Women with PCOS shed less fat than women who did not have the illness, but the exercise program did result in a reduction in abdominal fat and an improvement in insulin sensitivity.
Weight training has also been proven to be beneficial for ladies suffering from PCOS.
In one study, 45 women with PCOS participated in weight training three times a week for six weeks. Upon completion of the 4-month program, they had decreased belly fat and gained lean body mass while simultaneously lowering testosterone and blood sugar levels.
- Get a good night’s sleep
Sleep is increasingly being recognized as being critical to one’s health.
In the case of PCOS, sleep abnormalities such as excessive daytime sleepiness, sleeping apnea, and insomnia may be experienced by the sufferer.
Sleep deprivation has been shown to enhance the activity of hunger-inducing hormones such as ghrelin and cortisol, which may lead to you overindulging during the day, according to research.
It is actually true that getting little sleep is linked to an increased risk of becoming overweight or obese.
According to an analysis of 18 research, persons who slept less than 5 hours per night were substantially more likely to be fat than those who slept more.
The researchers also discovered that every hour of more sleep per night was related to a reduction in body mass index (BMI) of 0.35 kg per square meter in the participants.
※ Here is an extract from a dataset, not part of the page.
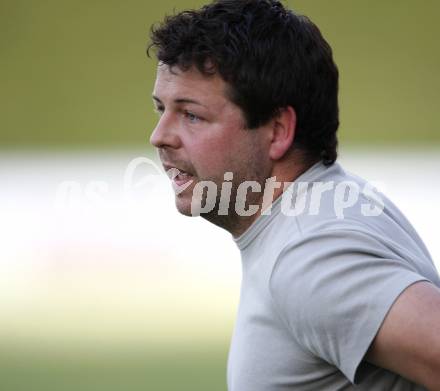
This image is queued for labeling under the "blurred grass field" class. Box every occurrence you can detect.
[0,341,227,391]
Furthermore, studies have found a correlation between better-quality sleep and fat loss.
Those who slept less than 6 hours per night had a 12 percent increased chance of gaining belly fat than those who slept 6–8 hours per night, according to a study conducted on healthy people.
- Learn to control your stress
Because stress is a known risk factor for weight gain, reducing your stress can aid in weight management efforts.
Cortisol, a hormone produced by your adrenal glands, is released in response to stress. Chronically elevated cortisol levels have been associated with insulin resistance and weight gain in several studies.
Chronic stress also raises your chances of gaining belly fat in the long run. As a result, belly fat causes inflammation, which causes your body to produce more cortisol, creating a vicious cycle.
Stress management strategies should be prioritized in order to lower cortisol levels.
Studies have found that activities such as meditation, yoga, and spending time in nature can all assist to lower cortisol levels in the body.